Rey sendiri orangnya terlalu cuek untuk mengklarifikasi kabar yang salah atau
memastikan hubungan mereka. Rena senang-senang saja. Dia nyaman berada di dekat
Rey terus.
Suatu
hari, kabar yang tak ingin didengar Rena datang. Ia mendengarnya dari seorang
teman Rey satu daerah asal. Katanya Rey sudah punya tunangan, sudah dijodohkan
oleh orang tua sejak lulus SMA. Sekarang, gadisnya Rey tersebut juga sedang
berkuliah di Banjarmasin, di daerah asal Rey. Rena pias, marah, cemburu jadi
satu. Ia merasa selama ini, Rey hanya miliknya.

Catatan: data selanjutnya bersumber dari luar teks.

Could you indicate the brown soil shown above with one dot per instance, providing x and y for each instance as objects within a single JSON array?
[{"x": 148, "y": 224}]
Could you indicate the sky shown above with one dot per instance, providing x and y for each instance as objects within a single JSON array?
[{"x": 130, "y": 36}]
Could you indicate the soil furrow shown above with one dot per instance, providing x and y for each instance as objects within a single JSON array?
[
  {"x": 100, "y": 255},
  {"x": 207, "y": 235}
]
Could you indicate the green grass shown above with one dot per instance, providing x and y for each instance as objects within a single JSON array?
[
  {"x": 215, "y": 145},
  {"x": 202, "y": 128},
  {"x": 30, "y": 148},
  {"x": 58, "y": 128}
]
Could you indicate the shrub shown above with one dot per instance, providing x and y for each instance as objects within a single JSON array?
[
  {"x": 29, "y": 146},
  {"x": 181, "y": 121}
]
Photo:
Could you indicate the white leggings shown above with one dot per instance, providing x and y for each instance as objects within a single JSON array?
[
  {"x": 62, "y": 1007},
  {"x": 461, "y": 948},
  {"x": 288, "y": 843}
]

Rey yang cuek. Rey yang hanya perhatian
dengan Rena. Rey yang manis. Rey yang selalu membantunya ketika ia butuhkan. Ia
tidak ingin berlanjut. Logikanya menyeruak. Saat itu masa akhir perkuliahan.

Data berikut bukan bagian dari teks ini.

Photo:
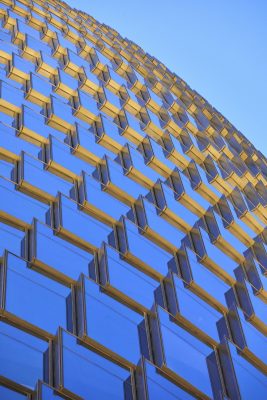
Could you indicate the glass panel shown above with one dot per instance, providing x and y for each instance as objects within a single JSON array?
[
  {"x": 196, "y": 310},
  {"x": 8, "y": 394},
  {"x": 81, "y": 225},
  {"x": 103, "y": 314},
  {"x": 62, "y": 255},
  {"x": 18, "y": 349},
  {"x": 129, "y": 280},
  {"x": 250, "y": 379},
  {"x": 185, "y": 354},
  {"x": 145, "y": 250},
  {"x": 29, "y": 207},
  {"x": 207, "y": 279},
  {"x": 36, "y": 174},
  {"x": 161, "y": 388},
  {"x": 98, "y": 378},
  {"x": 10, "y": 239},
  {"x": 33, "y": 297},
  {"x": 98, "y": 198}
]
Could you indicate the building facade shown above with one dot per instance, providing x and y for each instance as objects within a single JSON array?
[{"x": 132, "y": 223}]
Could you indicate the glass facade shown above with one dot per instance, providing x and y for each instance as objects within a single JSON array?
[{"x": 133, "y": 237}]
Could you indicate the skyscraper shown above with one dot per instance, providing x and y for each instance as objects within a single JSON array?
[{"x": 133, "y": 223}]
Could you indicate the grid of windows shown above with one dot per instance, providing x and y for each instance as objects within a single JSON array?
[{"x": 133, "y": 219}]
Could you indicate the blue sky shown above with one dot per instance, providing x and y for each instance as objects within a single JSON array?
[{"x": 218, "y": 47}]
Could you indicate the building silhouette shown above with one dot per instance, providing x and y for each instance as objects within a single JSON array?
[{"x": 132, "y": 223}]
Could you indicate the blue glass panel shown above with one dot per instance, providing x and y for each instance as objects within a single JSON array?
[
  {"x": 81, "y": 225},
  {"x": 196, "y": 310},
  {"x": 33, "y": 297},
  {"x": 207, "y": 280},
  {"x": 102, "y": 200},
  {"x": 103, "y": 314},
  {"x": 13, "y": 143},
  {"x": 129, "y": 280},
  {"x": 255, "y": 340},
  {"x": 9, "y": 394},
  {"x": 21, "y": 356},
  {"x": 185, "y": 354},
  {"x": 218, "y": 256},
  {"x": 10, "y": 239},
  {"x": 162, "y": 227},
  {"x": 146, "y": 250},
  {"x": 61, "y": 154},
  {"x": 62, "y": 255},
  {"x": 250, "y": 379},
  {"x": 36, "y": 174},
  {"x": 161, "y": 388},
  {"x": 29, "y": 207},
  {"x": 98, "y": 378}
]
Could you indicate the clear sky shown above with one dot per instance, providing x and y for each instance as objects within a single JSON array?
[{"x": 219, "y": 47}]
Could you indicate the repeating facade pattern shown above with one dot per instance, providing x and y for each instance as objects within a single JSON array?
[{"x": 132, "y": 223}]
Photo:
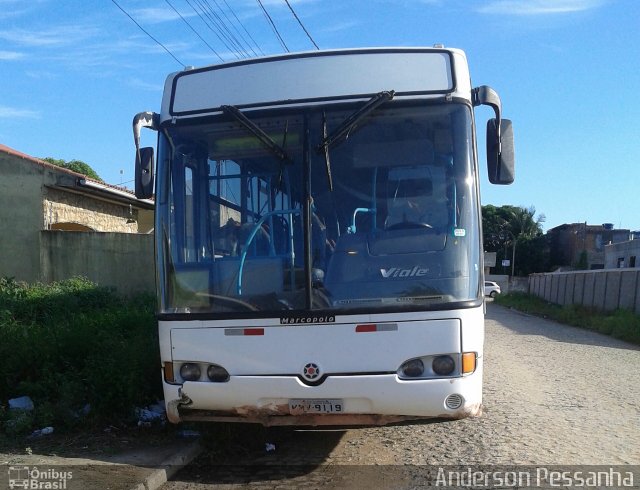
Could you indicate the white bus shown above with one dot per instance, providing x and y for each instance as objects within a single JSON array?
[{"x": 318, "y": 237}]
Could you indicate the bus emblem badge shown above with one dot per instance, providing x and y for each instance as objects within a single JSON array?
[{"x": 311, "y": 371}]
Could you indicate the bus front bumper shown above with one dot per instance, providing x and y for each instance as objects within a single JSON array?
[{"x": 365, "y": 400}]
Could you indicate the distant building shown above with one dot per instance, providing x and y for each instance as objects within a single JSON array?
[
  {"x": 623, "y": 255},
  {"x": 579, "y": 243}
]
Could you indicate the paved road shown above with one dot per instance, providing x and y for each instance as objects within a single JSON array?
[{"x": 554, "y": 395}]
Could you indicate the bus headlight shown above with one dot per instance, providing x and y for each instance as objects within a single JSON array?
[
  {"x": 443, "y": 365},
  {"x": 190, "y": 371},
  {"x": 413, "y": 368},
  {"x": 217, "y": 374}
]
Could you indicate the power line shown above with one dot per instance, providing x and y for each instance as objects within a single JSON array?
[
  {"x": 243, "y": 27},
  {"x": 194, "y": 31},
  {"x": 273, "y": 26},
  {"x": 244, "y": 40},
  {"x": 208, "y": 21},
  {"x": 301, "y": 24},
  {"x": 147, "y": 33},
  {"x": 224, "y": 29}
]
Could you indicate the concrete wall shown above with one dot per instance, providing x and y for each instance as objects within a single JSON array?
[
  {"x": 607, "y": 289},
  {"x": 21, "y": 218},
  {"x": 121, "y": 260},
  {"x": 35, "y": 196}
]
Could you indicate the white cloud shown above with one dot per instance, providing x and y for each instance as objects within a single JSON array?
[
  {"x": 141, "y": 84},
  {"x": 155, "y": 15},
  {"x": 13, "y": 113},
  {"x": 538, "y": 7},
  {"x": 10, "y": 55},
  {"x": 56, "y": 36}
]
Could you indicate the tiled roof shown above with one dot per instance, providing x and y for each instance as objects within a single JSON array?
[{"x": 37, "y": 161}]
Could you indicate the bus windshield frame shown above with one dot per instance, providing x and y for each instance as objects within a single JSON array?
[{"x": 386, "y": 220}]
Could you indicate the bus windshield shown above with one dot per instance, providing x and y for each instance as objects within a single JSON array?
[{"x": 265, "y": 218}]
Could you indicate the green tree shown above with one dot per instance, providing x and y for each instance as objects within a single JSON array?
[{"x": 76, "y": 166}]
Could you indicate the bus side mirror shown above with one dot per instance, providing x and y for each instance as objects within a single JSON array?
[
  {"x": 500, "y": 152},
  {"x": 144, "y": 173}
]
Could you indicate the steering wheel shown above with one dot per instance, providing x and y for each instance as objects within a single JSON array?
[{"x": 408, "y": 225}]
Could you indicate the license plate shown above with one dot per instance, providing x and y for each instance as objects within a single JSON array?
[{"x": 333, "y": 405}]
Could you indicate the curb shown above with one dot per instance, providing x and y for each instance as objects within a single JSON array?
[{"x": 169, "y": 467}]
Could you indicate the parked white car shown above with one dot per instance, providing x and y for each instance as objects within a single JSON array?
[{"x": 491, "y": 289}]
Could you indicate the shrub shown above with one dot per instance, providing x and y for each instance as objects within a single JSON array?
[{"x": 70, "y": 345}]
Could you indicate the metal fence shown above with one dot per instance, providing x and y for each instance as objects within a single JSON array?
[{"x": 607, "y": 289}]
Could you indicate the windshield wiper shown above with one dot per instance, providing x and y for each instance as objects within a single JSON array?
[
  {"x": 254, "y": 129},
  {"x": 348, "y": 125}
]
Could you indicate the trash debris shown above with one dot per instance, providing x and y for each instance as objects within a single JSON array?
[
  {"x": 21, "y": 403},
  {"x": 83, "y": 412},
  {"x": 41, "y": 432},
  {"x": 153, "y": 414},
  {"x": 189, "y": 433}
]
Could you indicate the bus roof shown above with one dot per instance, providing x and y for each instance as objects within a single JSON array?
[{"x": 316, "y": 77}]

Rena semakin disibukkan dengan skripsinya. Pertemuan dengan Rey terbatas.
Ketika Rey mengajak bertemu pun sebisa mungkin ia hindari. Ia tidak ingin
bertemu Rey lagi. Ia tahu kabar itu benar. Ia tidak ingin mendengar kabar
tersebut langsung dari mulut Rey. Ia tidak ingin terluka lebih jauh lagi. Dan
yang paling tidak diinginkannya terjadi adalah, ia tidak ingin terlihat terluka
dan menangis di depan seseorang yang statusnya bukan siapa-siapanya.
Rena
beranjak, hujan mulai digantikan gerimis kecil.
***
“Yes”, pekik Rena ketika mengetahui ada waktu libur dalam rangka natal dan tahun baru. Satu minggu, lumayan juga pikirnya. Ia bisa balik ke Jakarta, menengok mama yang 3 bulan terakhir ini sangat dirindukannya.
Tapi
macam anak sekolah saja, meski pun libur tetap saja ada tugas yang harus
dikerjakan Rena. Tidak di kantor, tapi
di rumah. Divisi tempat Rena ditempatkan memang sangat urgen, libur 1 hari saja
akan membuat beberapa pekerjaan dari divisi lain terbengkalai. Setelah
berdiskusi dengan mamanya ia memutuskan tidak jadi ke Jakarta. Tapi untuk
mengobati kerinduannya, mamanya yang terbang ke Samarinda. Toh, kakak-kakaknya
tak ada yang bisa pulang. Lumayanlah menghabiskan tahun baru bersama keluarga
selain di kota Jakarta pikir Rena.
***
Rena terlihat sangat sibuk dari siang hingga sore ini, ia membantu tante Ima dan mamanya memasak. Malam tahun baru kali ini akan mereka rayakan di rumah saja dengan makan malam menu spesial.
Malam
tiba, mereka sudah mengelilingi meja makan. Tante Ema, Om Nelwan, Mama, dan
Rena. Wira masih absen, kata tante Ima dia akan segera datang dengan temannya.
“Pacarnya
ya Tante?”, tanya Rena menyelidik
“Hehe,
mungkin saja”, jawab Tante Ima tertawa
Beberapa
saat kemudian terdengar pintu depan dibuka, Wira masuk diikuti oleh seseorang.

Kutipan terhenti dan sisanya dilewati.